Friday 17 August 2012

CHURCH ATTENDANCE HAS ALWAYS BEEN YO-YO

This letter appears in today's Leicester Mercury:
Church attendance has always been yo-yo
There has been a great deal in the Mercury recently regarding religion. Apparently it faces an inevitable demise.
Hasn't it always?
There was certainly a decline in religious attendance in the last century in this country – but there was a massive increase in the 19th century.
This was compared with the very sparse church attendance in the 18th century – which succeeded the general attendance in the 17th century.
I think this yo-yo behaviour is quite usual. A moribund church, for example, experienced a great resurgence of interest around AD 1000.
Way back in the first century BC, the Roman philosopher Cicero was writing of those who had recently decided that the majority who believed in the gods were wrong and that we had no souls after all.

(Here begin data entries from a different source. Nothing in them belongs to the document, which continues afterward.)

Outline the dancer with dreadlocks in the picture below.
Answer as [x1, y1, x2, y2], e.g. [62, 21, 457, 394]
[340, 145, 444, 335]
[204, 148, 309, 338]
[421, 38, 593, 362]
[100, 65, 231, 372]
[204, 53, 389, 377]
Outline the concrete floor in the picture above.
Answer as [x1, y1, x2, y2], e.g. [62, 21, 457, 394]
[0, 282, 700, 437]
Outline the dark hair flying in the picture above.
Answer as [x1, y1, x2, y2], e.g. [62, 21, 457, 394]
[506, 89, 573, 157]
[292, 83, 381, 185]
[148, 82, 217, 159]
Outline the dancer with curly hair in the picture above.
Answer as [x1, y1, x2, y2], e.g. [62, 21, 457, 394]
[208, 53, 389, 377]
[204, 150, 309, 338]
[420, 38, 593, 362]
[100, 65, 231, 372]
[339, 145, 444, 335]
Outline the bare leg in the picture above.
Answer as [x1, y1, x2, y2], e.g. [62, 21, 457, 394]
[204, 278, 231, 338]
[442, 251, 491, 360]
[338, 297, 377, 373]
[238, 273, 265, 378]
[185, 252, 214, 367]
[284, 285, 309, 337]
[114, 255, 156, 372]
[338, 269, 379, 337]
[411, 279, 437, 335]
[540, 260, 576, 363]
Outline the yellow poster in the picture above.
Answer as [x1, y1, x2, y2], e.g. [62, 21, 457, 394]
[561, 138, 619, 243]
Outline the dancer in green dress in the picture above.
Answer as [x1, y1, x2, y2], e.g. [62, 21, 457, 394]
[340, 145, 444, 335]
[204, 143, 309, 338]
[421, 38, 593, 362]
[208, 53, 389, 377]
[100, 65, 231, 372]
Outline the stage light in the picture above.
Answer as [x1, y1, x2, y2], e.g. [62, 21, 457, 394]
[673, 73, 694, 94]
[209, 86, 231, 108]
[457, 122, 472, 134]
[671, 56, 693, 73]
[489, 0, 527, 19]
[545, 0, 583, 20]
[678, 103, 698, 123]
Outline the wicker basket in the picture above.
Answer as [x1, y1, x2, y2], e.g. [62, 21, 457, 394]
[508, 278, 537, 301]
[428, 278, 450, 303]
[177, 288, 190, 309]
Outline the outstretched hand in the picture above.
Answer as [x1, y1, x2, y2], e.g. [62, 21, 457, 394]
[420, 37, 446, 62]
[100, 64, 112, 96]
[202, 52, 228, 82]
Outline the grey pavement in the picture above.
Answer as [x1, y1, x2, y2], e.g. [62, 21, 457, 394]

In contrast with the argument that human history leads us ever onwards and upwards, this suggests that humanity's opinions more resemble a pendulum which swings from one extreme ("we believe!") to another ("we do not believe!") but spends the least of its time in the middle ("actually, we're not sure").
This not only applies to religion. It seems to be common to most human activity.
Even scientists convince themselves that they have almost everything sorted out only for some genius to wander up and casually chuck it all into air again. In politics, capitalism is sanity, then socialism insanity, then capitalism is the obvious solution, then socialism explains all.
There is a suspicion that the next generation reacts to the excesses of the previous by going to the opposite end of the spectrum.
Whatever the case may be, it is likely that religion will be with us for the foreseeable future.